ZFS: The Last Word in Filesystems
By bonwick on Oct 31, 2005
Halloween has been a special day for ZFS since its inception.
On 10/31/2001, we got the user-level prototype working.
On 10/31/2002, we got the first in-kernel mount.
And today, 10/31/2005, we integrated into Solaris. ZFS will hit the street in a couple of weeks via Solaris Express.
We (the ZFS team) will have much more to say about ZFS in the coming weeks. But tonight, I just want to tell you what it was like to drive this thing home.
The ZFS team is distributed: we have people working in Menlo Park, California; Broomfield, Colorado; and several other places. This week, we flew everyone in to Menlo Park and took over a giant conference room.
The first thing you notice is the heat. These rooms are made for 100 watt humans, not multi-gigahertz CPUs and associated paraphernalia. And, like any big company, Sun is all about saving money in the dumbest ways -- like turning off the A/C at night, and outsourcing the people who could possibly turn it back on.
At first, things went pretty well. We comandeered the Nob Hill conference room, which has a long table and lots of power and network taps. We brought in a bunch of machines and created 'Camp ZFS'. Each new box amped up the heat level, to the point that it became difficult to think. So we grabbed a 36-inch fan from one of the labs to get the air flowing. That was a huge help, although it sounded like you were wearing a pair of lawn mowers as headphones.
On Sunday, we plugged in one more laptop. That was it -- we blew the circuit breaker! So here we are, less than 24 hours from our scheduled integration date, and all of our computers are without power -- and the room containing the circuit breakers was locked. (Thanks, OSHA!)
So we took a three-pronged approach: (1) went through the Approved Process to get power restored (ETA: April); (2) hunted down someone from campus security to get us key access to the electrical room (ETA: Sunday night); and (3) sent our manager to Home Depot to buy a bunch of 100-foot extension cords so we could, if necessary, run Nob Hill off of the adjacent lab's power grid (ETA: 30 minutes).
All three came through. We ran half of the load over extension cords to the lab, the other half on the Nob Hill circuit. It took a bit of experimentation to find a load balance that would stay up without tripping the breaker again. Apparently, we had angered it. (Even now, I'm typing this blog entry courtesy of a shiny new yellow extension cord.)
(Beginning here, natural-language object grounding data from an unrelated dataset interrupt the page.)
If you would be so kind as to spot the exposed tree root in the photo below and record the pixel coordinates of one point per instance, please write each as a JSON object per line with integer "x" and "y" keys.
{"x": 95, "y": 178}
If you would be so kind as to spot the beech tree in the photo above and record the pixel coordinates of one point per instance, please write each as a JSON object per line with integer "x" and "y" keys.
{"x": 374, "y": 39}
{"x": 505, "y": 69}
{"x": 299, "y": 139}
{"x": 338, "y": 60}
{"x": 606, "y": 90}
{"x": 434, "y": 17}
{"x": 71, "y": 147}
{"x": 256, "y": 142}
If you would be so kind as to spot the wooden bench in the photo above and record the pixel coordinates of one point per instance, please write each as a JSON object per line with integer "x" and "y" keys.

Meanwhile, the clock was ticking.
At the end of a large project like this, it's never the technology that kills you -- it's the process, the cleanup of home-grown customizations, the packaging, the late-breaking code review comments, the collapsing of SCCS deltas, stuff like that. With power back up, we slogged on until about 4AM. Everything looked good, so we went home to sleep. Actually, some people just crashed on the couches in my office, and Bill's office next door.
By 10AM Monday we were back, making sure that all the final tests had run successfully, and working through the last bits of paperwork with the Solaris release team. After five years of effort, it was time to type 'putback'.
Denied! The permissions on a directory were wrong. Fix them up, try again.
Denied! One more TeamWare directory with wrong permissions. Fine, fix that too.
Last try... and there it goes! 584 files, 92,000 lines of change, 56 patents, 5 years... and there it is. Just like that.
Fortunately we were prepared for either success or failure. We had brought in a massive array of vodka, tequila, wine... you name it, we had it. And not in small quantities.
As I said at the beginning, we'll have lots more to say in the coming days. But right now, it's time to sleep!